I put her in a crate in my bedroom at night and I never hear her scratching. At the moment I am putting some liquid stuff in her ears twice a day. The vet's label is over the original label but I can read "otic" which sounds like that Epiotic stuff I had for my Golden. Her right ear looks pale and fine but the left ear is still a bit pink - but perhaps its becauase she was just scratching it. It doesn't have red spots in it like it did when I first took her to the vet's. 

Sometimes she scratches the side of her face. Sometimes its her side. Maybe it got to be a habit or something. She does still have a few spots on her belly but they look like they have dried up. My groomer friend said to watch and make sure she isn't getting "diaper" rash because she is a girl. But my shih-tzus pee like that - neither lift their leg to pee and they have never had a rash. Besides which all girl dogs pee like that and I am sure all girl dogs don't get diaper rash.

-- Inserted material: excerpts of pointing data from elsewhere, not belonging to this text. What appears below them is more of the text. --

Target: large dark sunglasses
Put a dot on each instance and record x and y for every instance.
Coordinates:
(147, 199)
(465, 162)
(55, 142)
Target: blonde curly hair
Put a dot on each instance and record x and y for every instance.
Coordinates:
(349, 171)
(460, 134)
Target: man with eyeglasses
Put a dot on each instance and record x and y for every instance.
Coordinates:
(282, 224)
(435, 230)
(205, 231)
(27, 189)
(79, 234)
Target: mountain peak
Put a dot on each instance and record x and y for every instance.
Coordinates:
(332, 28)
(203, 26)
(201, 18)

She is still on the anti-biotics for the rash on her belly and under her armpits, and she is still taking the pink pills for the itching.

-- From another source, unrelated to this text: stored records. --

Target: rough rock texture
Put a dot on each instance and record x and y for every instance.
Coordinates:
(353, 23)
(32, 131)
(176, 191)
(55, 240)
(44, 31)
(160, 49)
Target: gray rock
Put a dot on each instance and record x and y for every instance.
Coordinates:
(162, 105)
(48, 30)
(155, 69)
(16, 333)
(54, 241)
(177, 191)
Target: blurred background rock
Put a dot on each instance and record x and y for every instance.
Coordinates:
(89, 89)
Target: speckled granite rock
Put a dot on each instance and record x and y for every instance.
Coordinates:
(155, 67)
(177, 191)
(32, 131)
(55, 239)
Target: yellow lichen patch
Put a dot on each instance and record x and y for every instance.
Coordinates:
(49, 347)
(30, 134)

I can't keep running to the vet's every day. It cost me $300 the first WEEK!! All three dogs are eating Van Patten's Natural Balance Lamb and Rice. Sam hasn't had hot spots (touch wood) since he has been eating this food and all three really like it.

As I said - its not truthfully ALWAYS scratching, but she scratches more than Sam or Tyson do. Sam only scratches when he has a hot spot. That is how I can tell that one is coming.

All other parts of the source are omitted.